Cette histoire étrange s'est déroulée en 2008, le 4 Novembre 2008 très exactement.

Monsieur Mounier, fossoyeur de 47 ans, partait alors faire sa ronde de garde à 23h35 dans le cimetière dans le petit village de Champfromier.

Situé dans l'Est de la France, ce village n'avait jamais eu de problèmes particuliers. Mais récemment, des profanateurs de tombes avaient fait du cimetière de la commune leur nouveau terrain de jeu. Le maire avait donc jugé bon d'engager un veilleur de nuit, et d'instaurer des rondes de nuit dans le cimetière. Monsieur Mounier avait été le premier à se porter volontaire, suivi par deux autres habitants dans la force de l'âge. Désormais, les profanateurs se tiendraient à carreau. Enfin, tout le monde l'espérait.

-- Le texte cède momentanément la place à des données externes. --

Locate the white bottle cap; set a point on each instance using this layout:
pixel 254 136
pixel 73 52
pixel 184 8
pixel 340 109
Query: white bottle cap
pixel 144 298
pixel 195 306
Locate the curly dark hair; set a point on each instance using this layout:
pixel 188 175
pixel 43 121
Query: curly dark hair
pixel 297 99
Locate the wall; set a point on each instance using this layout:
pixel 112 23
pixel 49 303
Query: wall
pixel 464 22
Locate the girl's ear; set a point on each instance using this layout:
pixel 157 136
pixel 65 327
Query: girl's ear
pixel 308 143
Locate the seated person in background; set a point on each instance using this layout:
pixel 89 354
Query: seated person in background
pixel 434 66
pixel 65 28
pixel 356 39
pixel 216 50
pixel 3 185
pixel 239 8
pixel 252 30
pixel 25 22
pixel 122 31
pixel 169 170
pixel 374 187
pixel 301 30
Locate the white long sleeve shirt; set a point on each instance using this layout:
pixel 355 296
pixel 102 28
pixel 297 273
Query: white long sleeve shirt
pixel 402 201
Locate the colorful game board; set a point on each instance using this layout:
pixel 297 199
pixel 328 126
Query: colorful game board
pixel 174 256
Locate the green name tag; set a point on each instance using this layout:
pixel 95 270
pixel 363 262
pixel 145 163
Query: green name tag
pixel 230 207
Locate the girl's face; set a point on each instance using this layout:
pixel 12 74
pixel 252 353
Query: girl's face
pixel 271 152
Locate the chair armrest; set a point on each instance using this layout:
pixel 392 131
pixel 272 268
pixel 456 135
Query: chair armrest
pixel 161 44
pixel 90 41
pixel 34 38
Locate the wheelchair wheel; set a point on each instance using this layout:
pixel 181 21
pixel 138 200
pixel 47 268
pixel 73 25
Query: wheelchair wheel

Alors qu'il ouvrait le grillage, il crut apercevoir quelque chose bouger au loin. Il alluma en vitesse sa lampe-torche, mais il n'y avait rien. Il courut vers le buisson qu'il avait vu trembler, et balaya les alentours de sa lampe-torche. Après une rapide vérification, il continua sa ronde et se rendit près des tombes. Il passa rapidement devant chacune d'elles, et s'arrêta quelques minutes devant celle de sa mère, morte de façon encore inexpliquée il y a une dizaine d'années, avant de s'immobiliser. Il venait de remarquer une tombe qui n'était pas ici la veille. Il s'y rendit et se pencha afin de déchiffrer l'inscription gravée sur la pierre:

« Au profanateur de ce cimetière

Que la Paix soit rendue à ces âmes perdues

Et que cet être soit plongé dans les Enfers. »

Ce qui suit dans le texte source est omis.